The number will be calculated using 15 factors, the Journal reported, including the crime rate and poverty levels of a student’s high school and neighborhood. Colleges will be able to see the number when considering applicants, but students themselves won’t be told their scores.
According to the Journal, 50 colleges used the adversity score in a beta test last year, and the College Board plans to expand the program to 150 institutions this fall.
CNN is reaching out to the College Board for confirmation of The Wall Street Journal’s report.
According to the Journal, the score does not account for a student’s race.

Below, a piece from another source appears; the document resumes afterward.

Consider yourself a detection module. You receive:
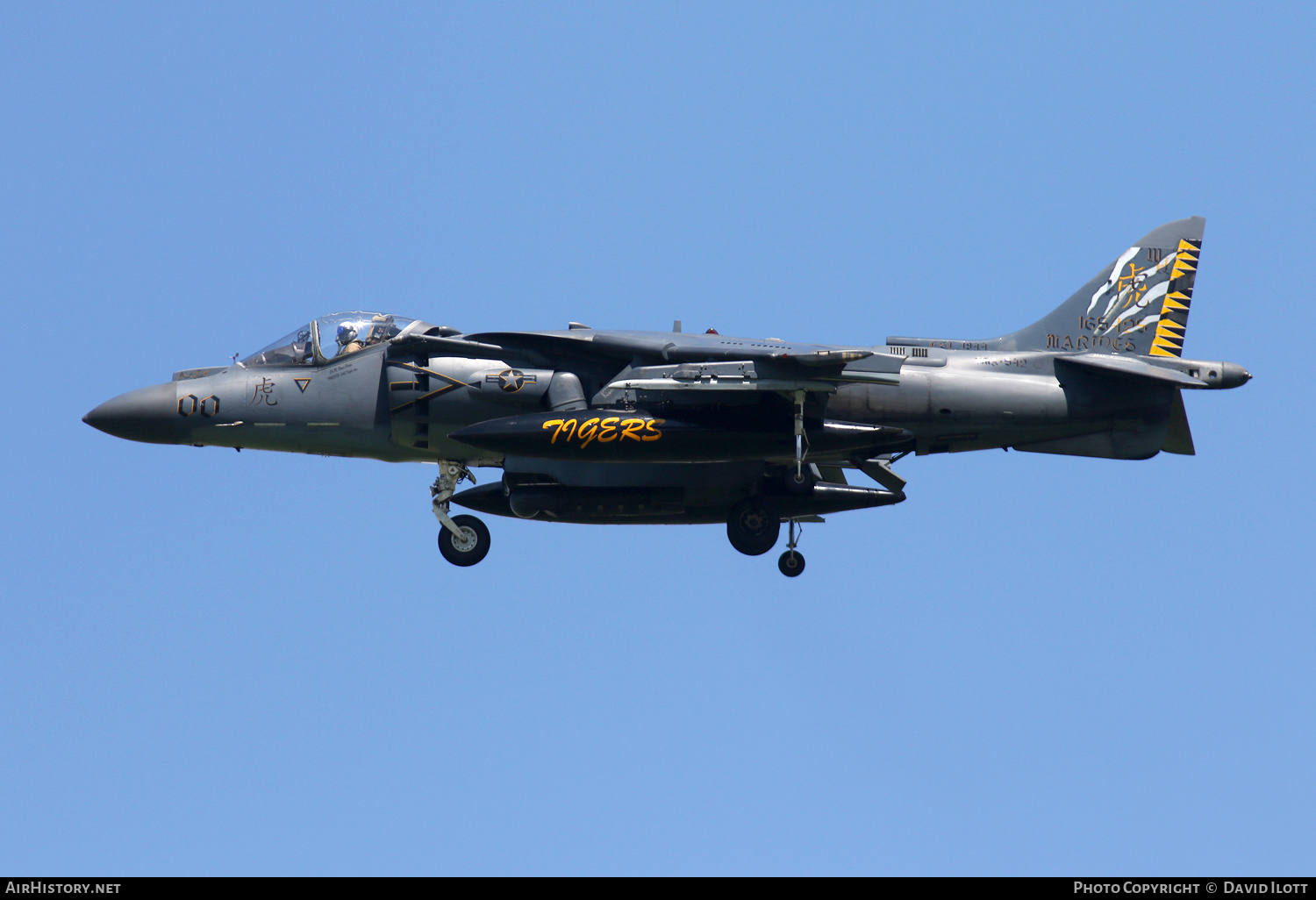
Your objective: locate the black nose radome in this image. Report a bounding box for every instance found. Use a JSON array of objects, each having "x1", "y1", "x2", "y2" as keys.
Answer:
[{"x1": 83, "y1": 382, "x2": 184, "y2": 444}]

Students are rated on a scale of 1 to 100 based on publicly available data from records such as the US census, Coleman told the paper.
A score of 50 would be considered average, the Journal reported, while a number above 50 indicates hardship, and a number below 50 privilege.
Some parents were found to have paid bribes to have the SAT taken by others for their children. Not all the students were aware of the cheating arranged by their parents, according to the criminal affidavit in the case. No students currently face charges in the scandal.
Harvard has denied there is any evidence of stereotyping. A judge has yet to make a ruling in the case.
The College Board has been concerned about income inequality influencing SAT results for a long time. White students scored higher on average than black students and Hispanic students in 2018, while Asian students scored higher on average than white students. And students whose parents are wealthy and college-educated typically did better than their peers.
Yale University was one of the schools that tried using the adversity scores as it worked to increase socioeconomic diversity on its campus.
Jeremiah Quinlan, the school’s dean of undergraduate admissions, told the Journal that Yale has nearly doubled the number of low-income students and those who are first in their families to attend college to about 20% of new students.
“This (adversity score) is literally affecting every application we look at,” Quinlan told the Journal. “It has been a part of the success story to help diversify our freshman class.”